Louisa Fritz
Louisa Fritz

Reputation: 55

Adding rows with changing variable values in R

I have the following extract of my dataset about the occupancy of a football match:

example <- data.frame(Date <- c("2019-03-21", "2019-03-30", "2019-04-07", 
                                "2019-03-21", "2019-03-30", "2019-04-07",
                                "2019-03-21",  "2019-04-07",
                                "2019-03-21", "2019-03-30", "2019-04-07",
                                "2019-03-21", "2019-03-30", "2019-04-07",
                                "2019-03-21", "2019-03-30", "2019-04-07",
                                "2019-03-21", "2019-03-30", "2019-04-07",
                                "2019-03-21", "2019-03-30", "2019-04-07",
                                "2019-03-21", "2019-03-30",
                                "2019-03-21", "2019-03-30",
                                "2019-03-21", "2019-03-30",
                                "2019-03-21"),
                         Block <- c("43L","43L", "43L", "15B", "15B", "15B", "43L", "43L",
                                    "15B", "15B", "15B",
                                    "15B", "15B", "15B",
                                    "15B", "15B", "15B",
                                    "15B", "15B", "15B",
                                    "15B", "15B", "15B",
                                    "15B", "15B",
                                    "15B", "15B",
                                    "15B", "15B",
                                    "15B"),
                         Preis <- as.numeric(c("24", "35", "30", "35", "45", 
                                    "40", "26", "30",
                                    "35", "45", "40",
                                    "34", "43", "42",
                                    "35", "42", "45",
                                    "36", "45", "43",
                                    "36", "43", "40",
                                    "35", "41",
                                    "32", "42",
                                    "30", "42",
                                    "35")),
                         Max  <- c("3", "3", "3", "10", "10","10","3", "3",
                                   "10", "10","10",
                                   "10", "10","10",
                                   "10", "10","10",
                                   "10", "10","10",
                                   "10", "10","10",
                                   "10", "10",
                                   "10", "10",
                                   "10", "10",
                                   "10"),
                         Actual <- c("2", "1", "2", "10", "9", "6","2", "2",
                                     "10", "9", "6",
                                     "10", "9", "6",
                                     "10", "9", "6",
                                     "10", "9", "6",
                                     "10", "9", "6",
                                     "10", "9",
                                     "10", "9", 
                                     "10", "9",
                                     "10"),
                         Temperatur <- c("15", "20", "18","15", "20", "18", "15",  "18",
                                         "15", "20", "18",
                                         "15", "20", "18",
                                         "15", "20", "18",
                                         "15", "20", "18",
                                         "15", "20", "18",
                                         "15", "20", 
                                         "15", "20", 
                                         "15", "20", 
                                         "15"),
                      Placesold <- c("1", "1", "1", "1", "1","1", "1", "1",
                                     "1", "1", "1",
                                     "1", "1", "1",
                                     "1", "1", "1",
                                     "1", "1", "1",
                                     "1", "1", "1",
                                     "1", "1", 
                                     "1", "1",
                                     "1", "1",
                                     "1") )
colnames(example) <- c("Date", "Block", "Price", "Max", "Actual", "Temprature", "Placesold")

In reality, the dataset contains over 100 blocks and 46 different dates.
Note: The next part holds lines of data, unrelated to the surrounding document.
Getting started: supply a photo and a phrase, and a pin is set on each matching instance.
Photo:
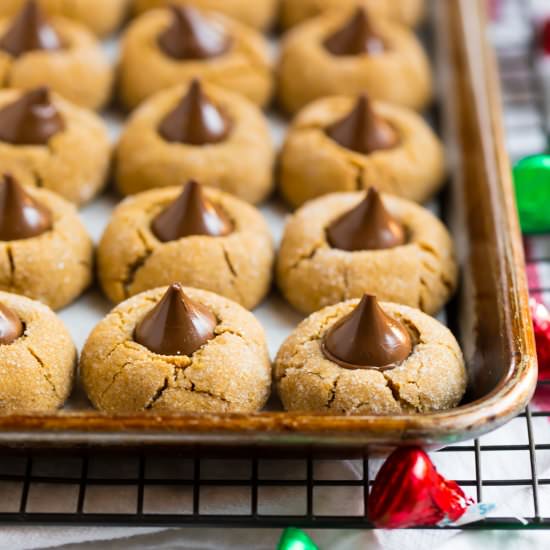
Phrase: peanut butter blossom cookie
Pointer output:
(177, 350)
(407, 12)
(47, 142)
(45, 252)
(337, 54)
(167, 47)
(201, 238)
(346, 244)
(197, 132)
(256, 13)
(345, 143)
(37, 357)
(100, 16)
(361, 357)
(36, 50)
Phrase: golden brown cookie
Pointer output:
(45, 251)
(65, 56)
(166, 47)
(311, 273)
(100, 16)
(431, 378)
(38, 357)
(338, 53)
(72, 160)
(313, 163)
(166, 235)
(238, 159)
(258, 13)
(229, 372)
(407, 12)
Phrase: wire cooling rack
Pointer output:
(174, 490)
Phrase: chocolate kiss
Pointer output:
(29, 31)
(368, 226)
(362, 130)
(21, 216)
(192, 36)
(367, 337)
(31, 120)
(191, 214)
(11, 326)
(176, 325)
(196, 120)
(356, 37)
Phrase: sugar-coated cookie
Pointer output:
(256, 13)
(407, 12)
(202, 238)
(337, 53)
(37, 356)
(36, 50)
(349, 143)
(177, 350)
(360, 357)
(166, 47)
(344, 245)
(45, 251)
(199, 132)
(100, 16)
(48, 142)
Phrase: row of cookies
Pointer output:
(104, 16)
(185, 350)
(171, 46)
(334, 248)
(222, 140)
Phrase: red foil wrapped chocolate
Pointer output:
(541, 327)
(408, 491)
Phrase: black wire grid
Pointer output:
(172, 490)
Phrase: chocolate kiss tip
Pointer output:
(355, 37)
(196, 120)
(191, 36)
(368, 226)
(191, 214)
(11, 326)
(30, 120)
(176, 325)
(21, 216)
(362, 130)
(367, 338)
(29, 31)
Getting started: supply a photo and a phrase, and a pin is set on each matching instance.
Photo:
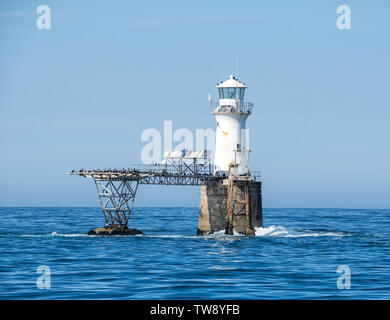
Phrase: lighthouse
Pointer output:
(232, 203)
(232, 139)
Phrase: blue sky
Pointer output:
(80, 95)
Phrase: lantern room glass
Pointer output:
(231, 93)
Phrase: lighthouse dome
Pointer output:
(231, 89)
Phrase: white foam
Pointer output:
(280, 231)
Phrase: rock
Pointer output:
(114, 231)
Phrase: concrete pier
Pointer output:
(230, 204)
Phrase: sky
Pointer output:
(80, 95)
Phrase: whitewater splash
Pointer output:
(280, 231)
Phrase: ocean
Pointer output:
(295, 256)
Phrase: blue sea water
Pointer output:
(295, 256)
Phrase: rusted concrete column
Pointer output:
(233, 204)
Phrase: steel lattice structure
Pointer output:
(117, 188)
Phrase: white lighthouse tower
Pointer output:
(232, 139)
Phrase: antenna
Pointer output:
(237, 67)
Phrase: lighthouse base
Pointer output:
(232, 204)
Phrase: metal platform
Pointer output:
(117, 188)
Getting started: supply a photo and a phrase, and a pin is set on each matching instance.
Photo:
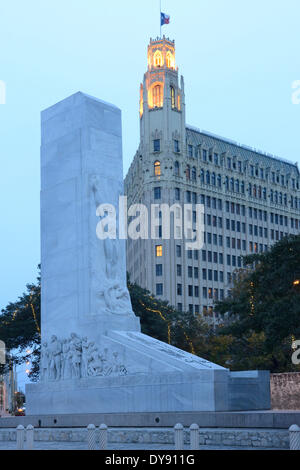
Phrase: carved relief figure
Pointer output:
(76, 358)
(55, 358)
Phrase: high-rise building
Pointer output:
(251, 198)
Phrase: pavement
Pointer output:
(83, 446)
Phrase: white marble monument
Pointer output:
(94, 358)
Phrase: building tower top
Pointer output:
(161, 53)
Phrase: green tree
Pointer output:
(20, 325)
(264, 308)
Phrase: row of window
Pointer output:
(206, 310)
(232, 260)
(254, 171)
(194, 291)
(275, 197)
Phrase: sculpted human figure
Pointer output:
(76, 361)
(117, 299)
(65, 370)
(70, 359)
(55, 358)
(45, 362)
(84, 357)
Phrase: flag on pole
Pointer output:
(164, 19)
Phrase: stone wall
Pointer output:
(252, 438)
(285, 391)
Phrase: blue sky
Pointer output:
(239, 60)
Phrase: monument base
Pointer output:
(151, 377)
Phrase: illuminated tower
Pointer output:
(162, 102)
(251, 198)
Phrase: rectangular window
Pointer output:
(176, 146)
(159, 289)
(177, 194)
(159, 270)
(156, 145)
(158, 251)
(157, 193)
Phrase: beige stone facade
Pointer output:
(251, 198)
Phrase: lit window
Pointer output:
(170, 60)
(157, 96)
(157, 168)
(173, 103)
(159, 289)
(158, 250)
(158, 59)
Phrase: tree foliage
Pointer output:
(264, 308)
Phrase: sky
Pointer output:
(239, 60)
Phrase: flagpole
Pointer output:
(160, 16)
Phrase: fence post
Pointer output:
(20, 437)
(91, 437)
(103, 437)
(194, 437)
(294, 432)
(29, 437)
(178, 431)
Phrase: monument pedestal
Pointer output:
(150, 376)
(93, 357)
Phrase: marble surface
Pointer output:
(94, 357)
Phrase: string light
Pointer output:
(252, 306)
(169, 325)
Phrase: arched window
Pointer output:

If you take a closer look at the data, you can see that different numbers of seats are sold out in block 15B and 43L on different days.

table(example$Date, example$Block)
table(example$Placesold)

           15B 43L
  2019-03-21  10   2
  2019-03-30   9   1
  2019-4-07    6   2
> table(example$Placesold)

 1 
30 

My goal is to add the seats that were not sold to the data set. The variable Placesold should be 0 instead of 1. In addition, the average price of the sold tickets should be used instead of the price (without 0).

To clarify my goal, I have added the missing rows for the reduced data set.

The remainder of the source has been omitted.